When I was looking for something to read on my way out to GLBA, I blinked up at the Best American Short Stories 2007 collection for a moment. Edited by Stephen King, how could I go wrong?
But I already had two books in my hands - Neuromancer and Cormac McCarthy's The Road. The latter came highly recommended here, and since three of her favorite books - The Stand, The Time Traveler's Wife, and The Handmaid's Tale - also make my own top ten list,** I passed up King's choices for The Road. I wasn't disappointed.
King's piece in last Sunday's New York Times Book Review touches upon short stories in the present day, and how it's getting harder and harder to find them, or at least to find them easily accessible when you're poking about in a bookstore. Magazines that carry great fiction have been relegated to lower and lower shelves as flashier celebrity-filled pages demand more space.

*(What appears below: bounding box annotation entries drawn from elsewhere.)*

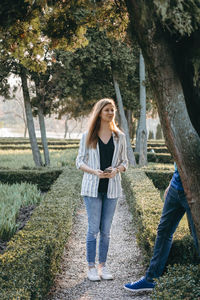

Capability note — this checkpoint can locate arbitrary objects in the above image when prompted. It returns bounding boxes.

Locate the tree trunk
[20,66,42,167]
[34,75,50,166]
[126,0,200,242]
[38,105,50,166]
[134,119,140,153]
[113,75,136,166]
[138,50,147,167]
[64,116,69,139]
[24,124,27,138]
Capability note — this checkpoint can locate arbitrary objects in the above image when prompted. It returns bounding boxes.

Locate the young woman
[76,99,128,281]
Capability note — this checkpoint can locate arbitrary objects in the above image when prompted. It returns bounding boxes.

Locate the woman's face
[100,104,115,122]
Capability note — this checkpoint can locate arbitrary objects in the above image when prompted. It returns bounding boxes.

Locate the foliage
[0,183,43,240]
[156,123,163,140]
[0,168,64,192]
[52,28,138,116]
[153,0,200,36]
[0,168,81,300]
[123,168,198,263]
[151,264,200,300]
[0,149,77,171]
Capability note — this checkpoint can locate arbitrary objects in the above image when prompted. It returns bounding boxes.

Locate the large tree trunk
[134,120,140,153]
[64,115,69,139]
[113,75,136,166]
[34,75,50,166]
[20,66,42,167]
[139,51,147,166]
[38,105,50,166]
[126,0,200,242]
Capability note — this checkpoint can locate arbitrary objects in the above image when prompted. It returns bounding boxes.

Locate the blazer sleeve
[76,133,88,169]
[120,134,128,170]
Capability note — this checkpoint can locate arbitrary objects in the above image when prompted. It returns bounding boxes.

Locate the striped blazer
[76,132,128,198]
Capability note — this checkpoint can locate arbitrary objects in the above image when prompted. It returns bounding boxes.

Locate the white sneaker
[88,267,101,281]
[99,267,113,280]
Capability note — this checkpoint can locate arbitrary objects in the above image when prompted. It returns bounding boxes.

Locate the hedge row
[123,168,200,300]
[0,168,62,192]
[0,138,80,145]
[152,264,200,300]
[145,170,173,190]
[123,168,197,263]
[134,152,174,164]
[0,144,79,150]
[0,168,81,300]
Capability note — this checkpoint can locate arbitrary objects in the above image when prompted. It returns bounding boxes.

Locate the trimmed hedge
[0,137,80,145]
[151,264,200,300]
[0,144,79,150]
[0,168,81,300]
[145,170,173,190]
[0,168,62,191]
[134,152,174,164]
[122,168,198,263]
[122,168,200,300]
[122,168,163,263]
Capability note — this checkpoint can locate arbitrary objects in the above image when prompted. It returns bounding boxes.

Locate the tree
[138,51,147,166]
[113,74,136,166]
[20,66,42,167]
[126,0,200,241]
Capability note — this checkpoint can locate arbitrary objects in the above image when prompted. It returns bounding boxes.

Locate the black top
[98,136,115,193]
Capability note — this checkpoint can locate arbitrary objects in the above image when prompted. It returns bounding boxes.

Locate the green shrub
[0,183,42,240]
[156,124,163,140]
[123,168,198,263]
[148,130,154,140]
[0,168,81,300]
[0,168,62,191]
[151,265,200,300]
[134,152,173,164]
[145,170,173,190]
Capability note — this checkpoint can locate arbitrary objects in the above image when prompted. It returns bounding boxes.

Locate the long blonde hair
[86,98,120,148]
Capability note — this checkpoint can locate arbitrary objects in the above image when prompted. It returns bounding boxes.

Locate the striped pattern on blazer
[76,131,128,198]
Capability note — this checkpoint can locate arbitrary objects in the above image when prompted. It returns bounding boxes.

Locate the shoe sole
[88,277,101,281]
[101,276,114,280]
[124,286,153,293]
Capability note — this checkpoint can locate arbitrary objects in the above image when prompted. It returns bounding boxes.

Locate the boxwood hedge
[0,168,81,300]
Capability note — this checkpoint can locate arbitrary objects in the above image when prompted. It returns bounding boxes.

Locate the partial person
[76,98,128,281]
[124,164,200,292]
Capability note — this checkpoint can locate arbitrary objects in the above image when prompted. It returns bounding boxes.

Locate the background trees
[125,0,200,244]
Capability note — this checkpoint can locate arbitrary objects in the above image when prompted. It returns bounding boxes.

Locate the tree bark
[138,50,147,167]
[134,120,140,153]
[20,66,42,167]
[113,75,136,166]
[34,75,50,166]
[64,115,69,139]
[38,105,50,166]
[126,0,200,242]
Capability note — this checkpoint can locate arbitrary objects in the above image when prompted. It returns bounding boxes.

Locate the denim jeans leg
[145,186,185,281]
[84,196,102,266]
[99,194,117,263]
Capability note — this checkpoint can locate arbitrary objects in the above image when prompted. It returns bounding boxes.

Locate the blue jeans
[84,193,117,266]
[145,186,199,281]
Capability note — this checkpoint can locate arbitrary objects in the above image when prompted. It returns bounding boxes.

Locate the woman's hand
[94,169,108,178]
[164,186,170,199]
[104,167,118,178]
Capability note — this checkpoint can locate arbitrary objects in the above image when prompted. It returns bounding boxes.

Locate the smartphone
[103,168,112,173]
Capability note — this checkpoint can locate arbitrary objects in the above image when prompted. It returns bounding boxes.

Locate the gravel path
[47,193,150,300]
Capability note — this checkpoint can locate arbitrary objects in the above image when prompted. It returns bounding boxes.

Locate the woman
[76,99,128,281]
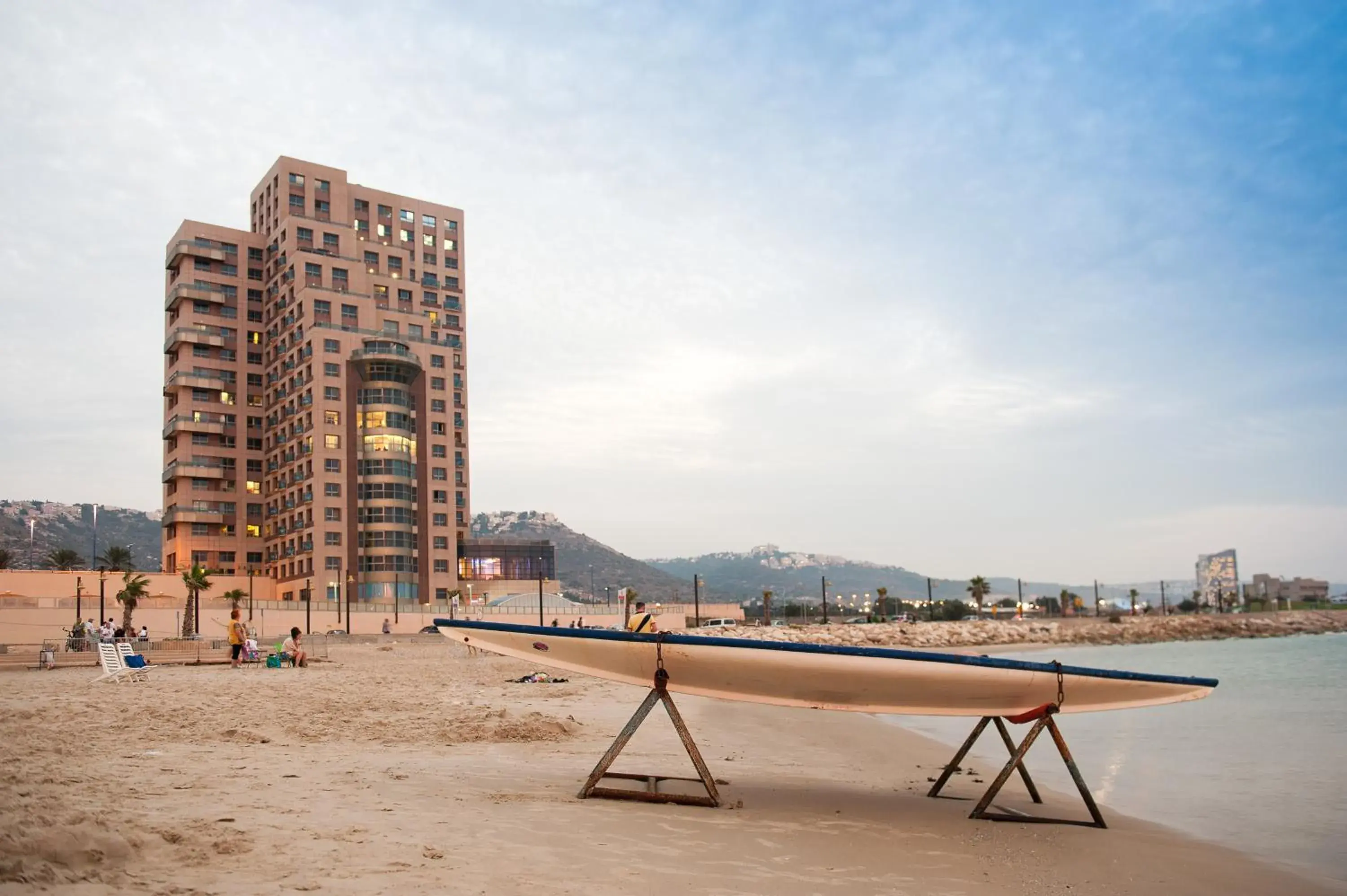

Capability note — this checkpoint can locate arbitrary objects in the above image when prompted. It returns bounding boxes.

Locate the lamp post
[338,573,353,635]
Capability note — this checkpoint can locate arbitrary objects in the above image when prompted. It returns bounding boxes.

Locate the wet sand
[0,643,1340,896]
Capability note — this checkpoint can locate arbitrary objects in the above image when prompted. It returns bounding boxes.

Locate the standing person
[280,628,308,666]
[229,611,248,668]
[626,601,655,635]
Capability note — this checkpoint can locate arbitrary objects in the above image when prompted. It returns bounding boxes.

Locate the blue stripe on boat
[435,619,1218,687]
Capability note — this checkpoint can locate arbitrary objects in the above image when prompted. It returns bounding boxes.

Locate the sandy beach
[0,640,1342,896]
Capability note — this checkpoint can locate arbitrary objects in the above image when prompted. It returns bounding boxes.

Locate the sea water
[892,635,1347,881]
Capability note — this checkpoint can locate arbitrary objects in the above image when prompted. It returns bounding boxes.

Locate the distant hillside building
[1195,549,1239,608]
[1246,573,1328,602]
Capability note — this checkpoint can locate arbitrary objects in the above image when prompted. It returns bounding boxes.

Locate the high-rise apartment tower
[163,156,470,602]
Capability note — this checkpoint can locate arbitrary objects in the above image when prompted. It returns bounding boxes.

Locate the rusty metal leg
[968,716,1051,818]
[995,716,1040,803]
[656,685,721,806]
[1047,716,1109,827]
[579,687,660,799]
[927,716,1001,796]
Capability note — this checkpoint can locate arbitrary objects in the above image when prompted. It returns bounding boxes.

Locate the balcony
[350,341,420,366]
[164,240,238,268]
[163,413,226,438]
[164,370,237,395]
[164,325,236,353]
[163,507,225,526]
[163,461,232,483]
[164,283,237,311]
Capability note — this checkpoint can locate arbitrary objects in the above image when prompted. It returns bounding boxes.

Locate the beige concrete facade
[163,156,471,602]
[0,570,744,646]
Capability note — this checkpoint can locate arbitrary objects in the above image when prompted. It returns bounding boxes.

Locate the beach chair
[89,643,133,685]
[117,641,154,682]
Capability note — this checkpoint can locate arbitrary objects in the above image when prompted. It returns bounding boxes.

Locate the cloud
[0,3,1347,578]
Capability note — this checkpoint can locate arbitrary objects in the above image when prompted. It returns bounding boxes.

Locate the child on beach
[280,628,308,666]
[229,611,248,668]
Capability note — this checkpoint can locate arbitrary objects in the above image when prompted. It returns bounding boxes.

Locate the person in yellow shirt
[626,601,655,635]
[229,611,248,668]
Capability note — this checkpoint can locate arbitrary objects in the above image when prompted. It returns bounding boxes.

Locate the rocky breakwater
[696,611,1347,648]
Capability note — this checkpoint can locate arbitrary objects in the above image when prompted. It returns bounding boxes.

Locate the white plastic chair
[89,641,136,685]
[117,641,152,682]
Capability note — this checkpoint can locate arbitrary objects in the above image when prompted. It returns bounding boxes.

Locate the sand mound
[0,814,141,884]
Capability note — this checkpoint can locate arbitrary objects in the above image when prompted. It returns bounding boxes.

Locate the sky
[0,0,1347,581]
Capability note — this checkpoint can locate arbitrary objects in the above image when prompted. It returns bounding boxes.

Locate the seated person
[280,627,308,666]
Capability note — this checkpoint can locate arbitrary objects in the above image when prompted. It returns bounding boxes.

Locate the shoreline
[688,611,1347,650]
[0,641,1347,896]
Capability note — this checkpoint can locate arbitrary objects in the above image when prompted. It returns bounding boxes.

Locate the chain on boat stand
[579,632,721,808]
[927,662,1107,827]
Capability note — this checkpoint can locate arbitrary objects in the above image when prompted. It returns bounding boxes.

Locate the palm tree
[96,545,136,573]
[47,547,84,570]
[182,563,210,637]
[117,570,150,628]
[967,575,991,619]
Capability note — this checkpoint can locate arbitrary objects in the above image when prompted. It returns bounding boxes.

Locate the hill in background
[0,501,160,571]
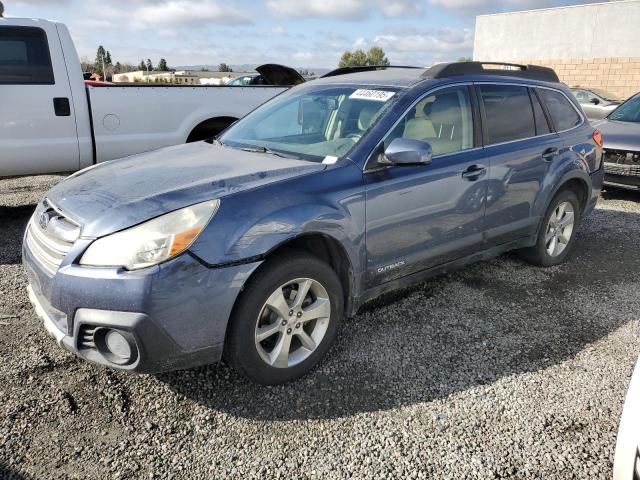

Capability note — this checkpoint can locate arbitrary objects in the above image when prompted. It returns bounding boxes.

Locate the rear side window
[480,85,536,144]
[537,88,582,132]
[531,90,551,135]
[0,27,55,85]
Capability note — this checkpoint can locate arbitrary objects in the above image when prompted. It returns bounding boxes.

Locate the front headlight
[80,200,220,270]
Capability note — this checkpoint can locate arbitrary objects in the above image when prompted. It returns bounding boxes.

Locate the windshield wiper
[240,145,296,159]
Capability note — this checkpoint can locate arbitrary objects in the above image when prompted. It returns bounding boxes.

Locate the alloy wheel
[255,278,331,368]
[544,202,575,257]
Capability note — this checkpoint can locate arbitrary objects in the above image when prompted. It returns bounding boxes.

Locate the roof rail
[320,65,423,78]
[421,62,560,82]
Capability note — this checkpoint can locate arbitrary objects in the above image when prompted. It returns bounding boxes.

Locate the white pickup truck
[0,18,304,177]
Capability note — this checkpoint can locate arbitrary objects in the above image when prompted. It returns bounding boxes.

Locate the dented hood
[46,142,325,237]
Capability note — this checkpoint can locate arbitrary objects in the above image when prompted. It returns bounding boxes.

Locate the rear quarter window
[480,85,536,144]
[537,88,582,132]
[0,27,55,85]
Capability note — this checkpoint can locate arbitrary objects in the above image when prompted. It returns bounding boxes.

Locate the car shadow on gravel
[156,195,640,420]
[0,464,27,480]
[0,205,36,265]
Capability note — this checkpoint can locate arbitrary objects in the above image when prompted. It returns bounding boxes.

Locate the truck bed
[87,85,288,162]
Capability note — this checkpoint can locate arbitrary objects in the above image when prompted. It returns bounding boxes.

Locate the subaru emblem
[38,212,49,230]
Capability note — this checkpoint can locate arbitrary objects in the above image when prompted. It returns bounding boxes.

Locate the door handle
[53,97,71,117]
[462,165,487,182]
[542,147,558,162]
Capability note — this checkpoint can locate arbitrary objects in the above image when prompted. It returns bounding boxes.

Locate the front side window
[571,90,589,103]
[607,95,640,122]
[537,88,582,132]
[479,85,536,145]
[219,85,399,161]
[0,27,55,85]
[385,87,473,155]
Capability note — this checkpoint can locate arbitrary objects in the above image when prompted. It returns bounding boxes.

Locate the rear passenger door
[0,22,80,176]
[476,84,562,246]
[364,85,489,284]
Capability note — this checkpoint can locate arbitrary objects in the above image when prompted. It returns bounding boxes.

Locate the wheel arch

It's something to think on, for when Books That Don't Suck opens its doors. Our magazine shelves at my old store had three sections. You could probably take a look at what was displayed where to see the interests of the employees - Fangoria and Zoetrope were in places of reverence, in the top two sections, while fashion magazines and things like Teen Beat hung out on the bottom shelves.
I know a hypothetical magazine section in a hypothetical bookstore doesn't do much for the state of short fiction collections right now, but this is definitely something I'll keep in mind in future days.
And I have to go pick up a copy of the Best American Short Stories 2007, sooner rather than later.
**The other three I just haven't gotten around to yet, but I loved Eugenides' The Virgin Suicides, so we'll call it three and a half.